How to Take Good Care of Your Condo Plants
Amid the COVID-19 pandemic, many individuals explored new pursuits or revisited and rediscovered old hobbies.
Of the many passionate ventures we have seen, none of them have been trendier and more sustainable than taking care of plants. Unfortunately, for those of us that live in high-rise buildings such as a condo in Pasig, we are not at liberty to plant in free soil as we wish. However, this should not deter us from indulging in the hobby. After all, this is precisely what indoor plants are for.
To make your little green friend thrive, you need something a little more than just a keen interest in the activity itself. Luckily, that is what this article is for. Below are some of the most common tips, hacks, and tricks for keeping all of your pants alive and thriving—even when you live in a condo. Before that, however, you need to understand that your plants have different needs. More importantly, understanding these needs is key as it will result in reduced stress, cleaner air, and a happier environment. If you have been playing around with the idea of becoming a plant parent, below are just some of the failsafe techniques that would help you in this endeavor:
1.) Get the right plant
Regardless of how diligent you are in taking care of a plant, there are just some plants that do not grow because of where you are. In the Philippines, it is pretty impossible to grow plants found in areas with cooler climates. That said, some plants are doomed the moment you bring them into your homes—not because you lack proper green technique, but because you lack foresight and that they are a terrible fit.
When it comes to buying plants, always remember this mantra “right plant, right place.” Miniature roses may look perfect for your social media posts, but they do not do well when kept indoors. That said, ask your local garden for a plant that does well indoors. Also, be sure that the plant you choose will thrive and bloom in your climate as well as in the lifestyle you have. If you like low-maintenance plants that do not require much attention, cacti and snake plants can hold up well in neglect. Be sure to mention any pets as some animals may get ill from lilies or daffodils.

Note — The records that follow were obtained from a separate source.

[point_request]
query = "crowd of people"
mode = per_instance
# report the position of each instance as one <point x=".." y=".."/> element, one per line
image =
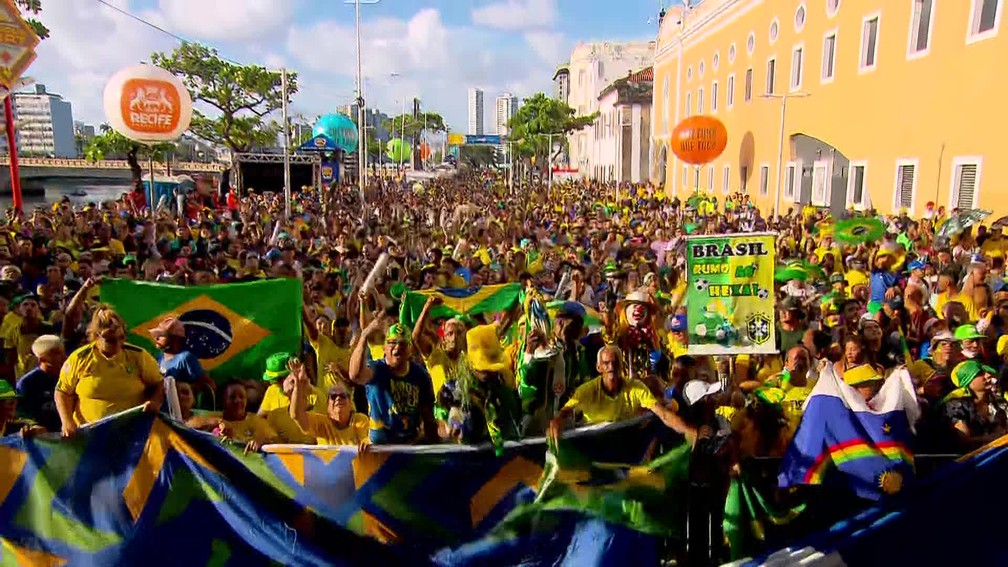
<point x="613" y="346"/>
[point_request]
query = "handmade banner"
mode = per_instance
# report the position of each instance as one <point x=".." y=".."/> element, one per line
<point x="123" y="488"/>
<point x="730" y="303"/>
<point x="232" y="328"/>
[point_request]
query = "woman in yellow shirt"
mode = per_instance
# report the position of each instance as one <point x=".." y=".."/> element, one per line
<point x="106" y="375"/>
<point x="340" y="425"/>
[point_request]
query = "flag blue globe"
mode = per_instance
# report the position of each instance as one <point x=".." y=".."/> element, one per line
<point x="339" y="128"/>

2.) Make sure there is enough light
Keep in mind that plants require different levels of sunlight. To illustrate what this means, there is full sun, partial sun, dappled sun, and shade. Full sun means being directly hit by sunlight; the partial sun could apply to areas with blinds or hallways. However, if your condo unit is permanently ensconced in the dark, then plants like ferns will flourish in your kind of setting. Also, you may wish to choose spider plants and give them the shade they crave.
3.) Be consistent with your plant
Any kind of change is bad for your plant. They are sensitive to change and very slow to adapt to new environments, so even if they are doing seemingly well, changing even the slightest thing such as the lighting or height of the plant can already affect it negatively. Keep in mind that if you are planning on growing a giant plant, be sure to start in an area where it is free to grow when it gets big.
There are times that you may need to transfer to a new location or apartment. While the sudden change may affect your plant, you can make the transition easier. Do this by slowly allowing them to be exposed to the elements until you leave the plant outdoors overnight and move it to its new location permanently. Once you have a good grasp of your new routine, make sure you have someone who can keep up with what you have already done when you are out of town.
4.) Make sure your pot is not too small
The plant chooses the pot and not the other way around. That said, you need to select the right pot for your plant to help it grow in the right direction. Plants often outgrow their homes which is why choosing pots that are too small may stunt their growth. Also, growing plants in too small containers may lead to plants having roots that are pot-bound and soil that is dry. Once a plant’s roots start growing out of its drainage hole, or if it is starting to overflow on top, you may want to switch your pot and get a bigger one.
5.) Be particular with your soil
Always choose quality dirt. Common soil contains weeds, fungi, or pests. Potting soil coming from a certified garden center contains a mixture of materials that can include organic matter and peat moss. When you report your plants, always be sure that your dirt is slightly moist so that the roots can begin working and absorbing the nutrients they need for growth.
6.) Keep plants healthy. Cut the dead stuff
Keep your leaves growing by regularly cutting and trimming the dead ends. Other people may find pruning a little bit tedious, but for some individuals, the activity can be quite calming and therapeutic. Make sure to snip at anything that is already brown or spotted. Bear in mind that even just a layer of dust on forgotten leaves can already block sunlight, so give your plants water regularly and wipe them down with a dry cloth.
7.) Give them enough water
Give your plants enough water, but never overwater. A novice mistake most beginners make is overwatering their place. Unfortunately, your plants have different needs. Succulents only need to be watered once a month. Parlor palms and creeping fig fare better when their soil is as dry as possible. The proper watering technique would be to water the base and not the leaves to stimulate plant growth. Also, be sure to test the water’s temperature. Lukewarm water is best for watering plants as cold water can shock and damage roots.